Department of Mathematics and Applied Mathematics, University of the Western Cape, Bellville, South Africa.
Bioinformatics. 2018 Dec 15;34(24):4159-4164. doi: 10.1093/bioinformatics/bty504.
Triplet amino acids have successfully been included in feature selection to predict human-HPV protein-protein interactions (PPI). The utility of supervised learning methods is curtailed due to experimental data not being available in sufficient quantities. Improvements in machine learning techniques and features selection will enhance the study of PPI between host and pathogen.
We present a comparison of a neural network model versus SVM for prediction of host-pathogen PPI based on a combination of features including: amino acid quadruplets, pairwise sequence similarity, and human interactome properties. The neural network and SVM were implemented using Python Sklearn library. The neural network model using quadruplet features and other network features outperformance the SVM model. The models are tested against published predictors and then applied to the human-B.anthracis case. Gene ontology term enrichment analysis identifies immunology response and regulation as functions of interacting proteins. For prediction of Human-viral PPI, our model (neural network) is a significant improvement in overall performance compared to a predictor using the triplets feature and achieves a good accuracy in predicting human-B.anthracis PPI.

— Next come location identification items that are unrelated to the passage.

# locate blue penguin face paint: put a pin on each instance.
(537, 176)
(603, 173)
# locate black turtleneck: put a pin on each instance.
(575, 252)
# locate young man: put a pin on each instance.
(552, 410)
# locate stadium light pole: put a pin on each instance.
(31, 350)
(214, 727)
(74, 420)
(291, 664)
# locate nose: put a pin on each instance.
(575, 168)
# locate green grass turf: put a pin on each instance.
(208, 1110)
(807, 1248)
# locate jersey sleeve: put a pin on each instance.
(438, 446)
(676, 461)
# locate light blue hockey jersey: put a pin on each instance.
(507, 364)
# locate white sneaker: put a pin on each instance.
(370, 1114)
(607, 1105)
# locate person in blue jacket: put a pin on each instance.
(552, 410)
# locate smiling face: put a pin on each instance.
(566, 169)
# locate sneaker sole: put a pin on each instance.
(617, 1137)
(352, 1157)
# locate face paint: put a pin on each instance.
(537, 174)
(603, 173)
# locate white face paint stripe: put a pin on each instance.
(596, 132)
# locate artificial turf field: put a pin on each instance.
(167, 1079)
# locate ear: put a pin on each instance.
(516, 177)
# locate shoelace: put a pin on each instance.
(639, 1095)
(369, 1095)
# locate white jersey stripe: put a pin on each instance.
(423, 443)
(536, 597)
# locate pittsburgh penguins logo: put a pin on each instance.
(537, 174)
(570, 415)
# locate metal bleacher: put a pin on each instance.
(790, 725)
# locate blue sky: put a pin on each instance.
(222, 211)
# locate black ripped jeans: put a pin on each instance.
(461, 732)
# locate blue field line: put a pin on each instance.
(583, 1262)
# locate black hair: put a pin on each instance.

All code can be downloaded from ftp://ftp.sanbi.ac.za/machine_learning/.
Supplementary data are available at Bioinformatics online.
三氨基酸已成功地被包含在特征选择中,以预测人类 HPV 蛋白质-蛋白质相互作用(PPI)。由于实验数据的数量不足,监督学习方法的实用性受到限制。机器学习技术和特征选择的改进将增强宿主与病原体之间的 PPI 研究。
我们比较了神经网络模型与 SVM 基于包括:四联体氨基酸、序列相似性对、和人类相互作用组特征的组合,对宿主-病原体 PPI 的预测。神经网络和 SVM 是使用 Python Sklearn 库实现的。使用四联体特征和其他网络特征的神经网络模型优于 SVM 模型。该模型经过已发表的预测器的测试,然后应用于人类-炭疽杆菌的情况。基因本体论术语富集分析确定了免疫反应和调节作为相互作用蛋白的功能。对于人类病毒 PPI 的预测,我们的模型(神经网络)在整体性能上与使用三联体特征的预测器相比有显著提高,并在预测人类-炭疽杆菌 PPI 方面取得了良好的准确性。
所有代码都可以从 ftp://ftp.sanbi.ac.za/machine_learning/ 下载。
补充数据可在生物信息学在线获得。